I think I was 13 or 14 when it happened. An aunt called to ask me for my “other” name. I was confused because, while I hadn’t ever been overly ecstatic about my first name, I didn’t have any problems with it either. But when I asked why she was was interested in it, she gave me a vague response that has characterized my subconscious fear and dislike for my name ever since. She told me of a “prophecy”, one that involved someone using my name to tie me to the spirit of philandering and waywardness, and the only way to escape that fate was to adopt another name. Looking back, I know she didn’t mean to cause the depth of pain and confusion that followed in the coming years, but in her haste to help a child remain a “good girl” and avoid being a victim of life’s pitfalls, she caused trauma so deep that sometimes it’s still hard to find clarity in both logic and mercy.
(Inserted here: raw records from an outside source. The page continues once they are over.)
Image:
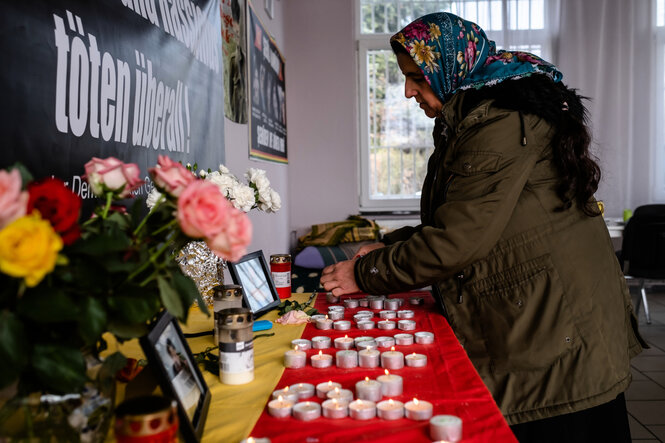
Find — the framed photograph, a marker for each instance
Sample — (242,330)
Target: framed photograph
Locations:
(178,375)
(252,273)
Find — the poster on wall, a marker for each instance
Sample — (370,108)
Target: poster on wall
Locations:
(267,115)
(128,79)
(234,52)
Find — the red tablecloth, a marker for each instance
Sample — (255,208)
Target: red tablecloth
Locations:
(449,382)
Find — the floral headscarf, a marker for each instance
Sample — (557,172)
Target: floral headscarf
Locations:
(455,54)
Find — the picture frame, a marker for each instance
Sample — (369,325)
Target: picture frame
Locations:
(258,290)
(178,375)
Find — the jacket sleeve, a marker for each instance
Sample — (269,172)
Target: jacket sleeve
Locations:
(490,169)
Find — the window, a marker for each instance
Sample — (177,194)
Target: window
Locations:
(396,137)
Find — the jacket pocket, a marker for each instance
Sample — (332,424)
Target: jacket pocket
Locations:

An identity crisis is not something I’d wish on anyone, least of all on a child who hadn’t even developed one to begin with, but in recent years I’ve made a conscious effort to define my identity, and to extend grace for all that it means. Because inasmuch as we would like to all be perceived as perfect, as individuals we know the truth. Perfection is an illusion constructed by humanity’s yearning for the divine. The Catholic Church created the perfect out for me by allowing me pick a Confirmation name, and although my reasons for picking mine at the time were superficial, I have long since come to realize that even then, Mercy was speaking for me, even when i did not know myself. And so, I renamed myself, birthing a person who embodied all the virtues of the archangel I desperately sought to emulate. And then there were two. The first me, human and flawed, with all the faults and failures of the fact, and then there was the next me, straining and yearning after the so called perfection of the divine. I did not know enough, did not understand enough, to even be on the battlefield, let alone lead the charge against the principalities I battled within. I didn’t know me, and at that point I didn’t know the One who knows me. And so I let the world define me, and boy oh boy, did they keep flinging the labels. Cold, unemotional, holier than thou, goody two shoes, pretentious. And I let them in, and internalized their definitions and the hurt that they caused and the confusion that I felt until I eventually became a conundrum of emotions. That, unfortunately, is the situation many people find themselves in today.
I grew to hate the one thing that made me me, the beginning of my identity as a person, and of course, it was only a matter of time before I began to thoroughly dislike myself. And so, even as I knew, I knew with every fiber of my being that I had been set apart and consecrated, I didn’t understand what that meant. I couldn’t see past my own self loathing enough to realize how much love surrounded me, how much Love Himself loved me. I just could not. And what’s more, I wasn’t trying to. I buried myself in everything else, and school became my savior. It was my first, last and all. Then friends and boys came along, but whenever they “failed”, I turned back to my first love, my grades. My mind wouldn’t fail me. Exams wouldn’t fail me. I didn’t know a lot about a lot but I knew how to study. I knew the psychology of teachers and I knew how to answer questions. So I did what I knew how to do, and I did it well. And nothing could take that away from me. Or so I thought, until depression hit, and life became harder and darker than ever.